Ingénieur chez 3DMedScan, Diana Hall connaissait déjà des dispositifs similaires tels que Cortex, un plâtre imprimé en 3D permettant de parer à ce genre d’inconforts et de s’adapter exactement à la morphologie du patient. «J’avais déjà vu ces prototypes imprimés en 3D comme le Cortex et Ostéoïdes », a déclaré Mme Hall, « j’ai donc développé mon propre logiciel, un système unique inspiré des diagrammes de Voronoi et de la peau des amphibiens qui possède une texture à la fois humide et sec. »

Pour concevoir AmphibianSkin, 3DMedScan utilise un scanner 3D à lumière blanche structurée (pas à laser) qui permet de numériser le membre du patient avec une précision de l’ordre du millimètre.
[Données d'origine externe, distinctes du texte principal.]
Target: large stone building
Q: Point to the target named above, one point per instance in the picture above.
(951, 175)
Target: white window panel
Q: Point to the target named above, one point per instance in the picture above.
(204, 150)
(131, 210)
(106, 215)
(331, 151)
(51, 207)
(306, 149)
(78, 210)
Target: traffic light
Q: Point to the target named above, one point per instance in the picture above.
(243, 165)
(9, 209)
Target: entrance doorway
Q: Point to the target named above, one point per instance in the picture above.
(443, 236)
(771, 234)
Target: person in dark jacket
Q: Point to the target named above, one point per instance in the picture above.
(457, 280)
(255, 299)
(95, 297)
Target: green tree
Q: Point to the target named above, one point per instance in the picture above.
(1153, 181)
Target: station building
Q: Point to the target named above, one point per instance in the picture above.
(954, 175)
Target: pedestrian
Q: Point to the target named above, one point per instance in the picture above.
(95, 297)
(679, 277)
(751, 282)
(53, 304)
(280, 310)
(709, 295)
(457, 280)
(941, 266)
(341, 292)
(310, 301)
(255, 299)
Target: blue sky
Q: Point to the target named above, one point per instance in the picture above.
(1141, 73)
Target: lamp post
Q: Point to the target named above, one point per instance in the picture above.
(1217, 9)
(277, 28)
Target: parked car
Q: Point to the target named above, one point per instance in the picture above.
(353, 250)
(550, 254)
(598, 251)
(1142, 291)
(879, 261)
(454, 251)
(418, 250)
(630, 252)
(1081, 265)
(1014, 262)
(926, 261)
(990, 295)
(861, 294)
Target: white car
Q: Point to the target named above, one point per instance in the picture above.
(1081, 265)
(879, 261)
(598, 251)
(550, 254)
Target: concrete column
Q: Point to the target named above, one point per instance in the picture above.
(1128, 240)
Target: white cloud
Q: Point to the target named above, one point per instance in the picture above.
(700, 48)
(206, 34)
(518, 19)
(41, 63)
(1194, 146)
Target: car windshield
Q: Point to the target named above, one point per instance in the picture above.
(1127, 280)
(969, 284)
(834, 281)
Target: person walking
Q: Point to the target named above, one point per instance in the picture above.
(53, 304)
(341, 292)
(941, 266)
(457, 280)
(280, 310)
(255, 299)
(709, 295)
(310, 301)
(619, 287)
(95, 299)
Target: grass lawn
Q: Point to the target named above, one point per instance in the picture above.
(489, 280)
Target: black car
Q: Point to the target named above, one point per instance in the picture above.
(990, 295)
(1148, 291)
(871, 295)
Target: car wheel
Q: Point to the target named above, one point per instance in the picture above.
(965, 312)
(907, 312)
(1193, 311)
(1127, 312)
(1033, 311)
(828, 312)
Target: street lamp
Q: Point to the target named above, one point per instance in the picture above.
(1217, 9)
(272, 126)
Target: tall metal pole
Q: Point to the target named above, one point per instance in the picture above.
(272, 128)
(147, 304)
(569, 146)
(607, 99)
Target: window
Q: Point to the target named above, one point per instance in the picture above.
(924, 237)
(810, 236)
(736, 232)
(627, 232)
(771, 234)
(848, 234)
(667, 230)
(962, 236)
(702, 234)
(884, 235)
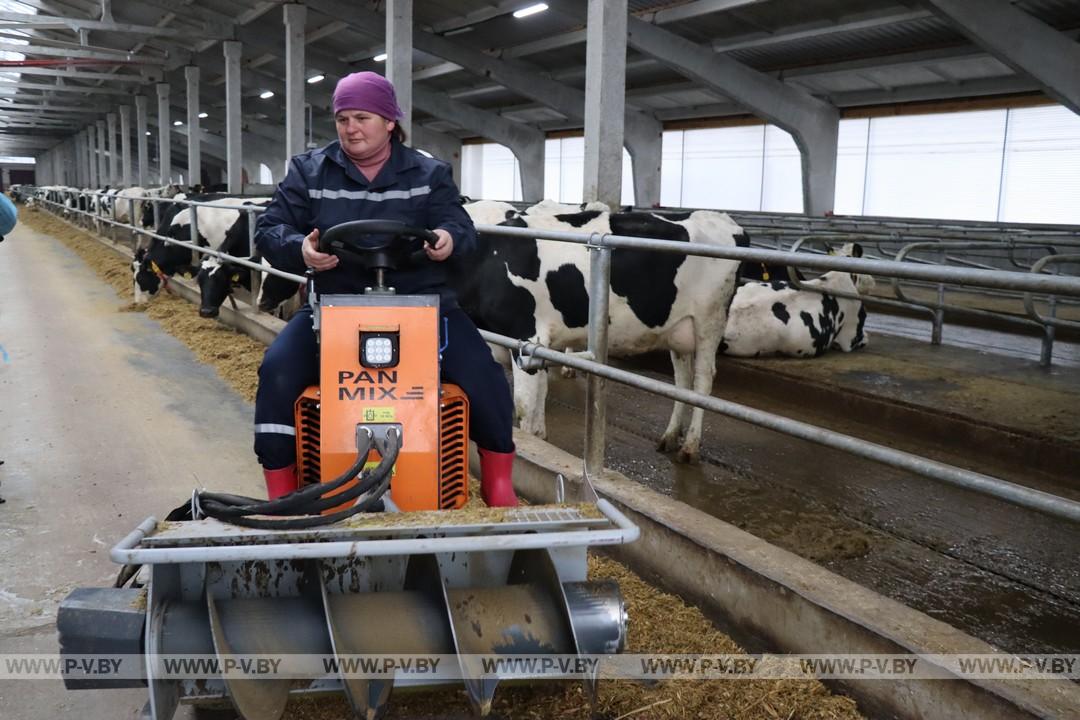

Une fois la pièce modélisée et personnalisée en fonction de l’individu, celle-ci est imprimée sur le modèle AW3D HD d’Airwolf 3D, une imprimante 3D de bureau de type FDM. Le matériau utilisé est un filament ABS car considéré comme étant la matière la plus appropriée à une longue exposition sur la peau.

Si jusqu’à présent les patients atteints de certaines maladies chroniques (syndrome du canal carpien par exemple), ne pouvaient ni nager, jardiner ou faire du sport avec leur attelle, c’est désormais possible avec AmphibianSkin. Ce dispositif permet de poursuivre presque normalement ses activités sans à avoir à protéger son attelle de peur de la salir ou de la mouiller en prenant la douche. S’agissant de plastique, elle se nettoie en effet facilement et ne craint pas l’eau. Plus léger et plus confortable, AmphibianSkin respire aussi beaucoup mieux qu’un plâtre ou qu’un bandage, un atout considérable pour les sportifs qui transpirent beaucoup pendant leurs efforts.

Plâtre Osteoid

Sur le modèle du plâtre Osteoid, Diana Hall voudrait étendre les capacités de son attelle en y intégrant des systèmes d’ultra son comme le MES (stimulation musculaire électrique) ou le Lipus (stimulation nerveuse électrique transcutanée). Ce dernier se présentent sous la forme d’électrodes placés sur la peau qui en envoyant des ultrasons à une certaine fréquence permettent de stimuler et d’accélérer la régénération osseuse après fracture. Sur le même principe, le MES permet de diminuer les douleurs et d’accélérer la guérison du muscle.

3DMedScan qui propose à la fois des produits et des services autour de l’imagerie médicale, voit déjà grand en envisageant notamment de lancer des micro-franchises dans les hôpitaux ou les cliniques orthopédiques du pays. La société se voit même démarchée par des clients surprenants comme des établissements pénitenciers. En effet la forme aérée de cette attelle 3D rendrait plus difficile la dissimulation d’armes ou de stupéfiants par les détenus.

Coté prix il varie bien sûr en fonction de la taille d’AmphibianSkin et de sa nature. Entre 200 et 500 $ selon son utilisation et le profil du patient (simple particulier ou sportif) car l’attelle est alors plus ou moins élaborée. Il est également possible de personnaliser sa couleur, une option pour laquelle il faut alors rajouter 100 $. A l’instar de tous les dispositifs médicaux imprimées en 3D, il faudra attendre un certain temps avant que la FDA (l’organisme en charge de contrôler les médicaments ou tout autre traitement médical sur le territoire américain) ne valide celle-ci et donc que les assurances ne la remboursent.